Why Governor Evers and the Elections Commission fought back
Governor Tony Evers cheered the ruling, saying the DOJ’s demand would “sow doubt” and make it harder for local clerks. The Wisconsin Elections Commission refused to hand over the private fields, citing state privacy rules and concerns about exposing personal data. That argument carried the day in court this time, and state officials celebrate the decision as a defense of voter privacy and local control.

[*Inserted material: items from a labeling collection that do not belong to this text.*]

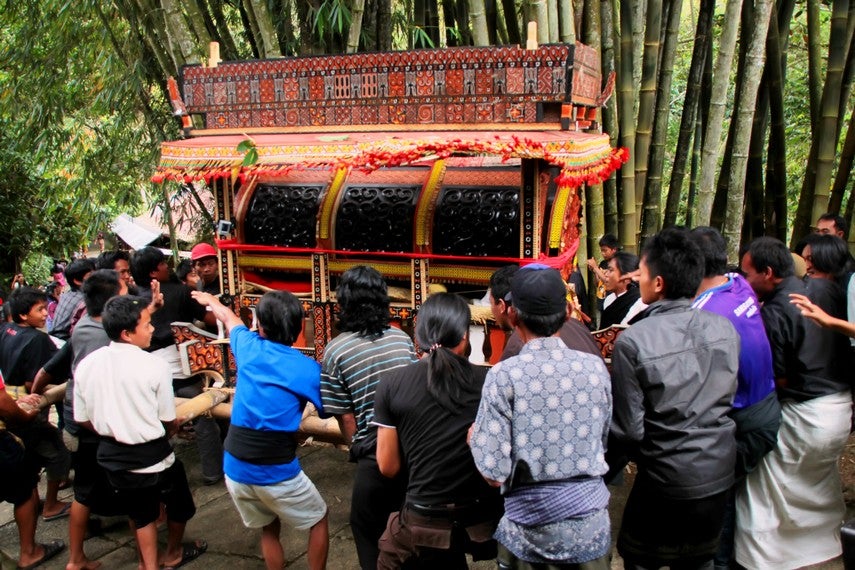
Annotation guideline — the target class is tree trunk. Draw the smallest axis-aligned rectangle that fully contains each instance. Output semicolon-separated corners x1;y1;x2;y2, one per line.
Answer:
160;0;202;67
550;0;576;45
468;0;492;46
347;0;365;53
807;0;822;123
641;0;683;243
617;0;638;252
184;1;211;48
764;0;789;241
502;0;525;44
794;0;850;231
723;0;775;262
244;0;282;59
205;0;237;61
376;0;392;51
665;0;715;227
634;0;662;214
695;0;742;226
600;0;619;235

Why conservatives should keep the pressure on
Conservative groups and election-integrity advocates aren’t satisfied. Dan Lennington of the Wisconsin Institute for Law & Liberty points out Wisconsin has taken roughly $77 million in federal funds for election systems over the years and says the feds deserve to inspect what they paid for. That’s a plain, reasonable point: if federal money helps run a system, there should be oversight to make sure the lists are accurate and secure. The judge’s narrow statutory reading leaves room for an appeal or a different legal route.
What comes next
This is not the end of the fight. Expect appeals, new motions, or a fresh legal theory from the DOJ. States and commissions will keep relying on privacy claims, and federal lawyers will keep looking for ways to ensure roll accuracy. Either way, voters should want both privacy and accountability — and officials should stop treating the two as mutually exclusive. If Washington paid the bill, it can and should ask to see the receipts, without turning sensitive personal data into a national leak file.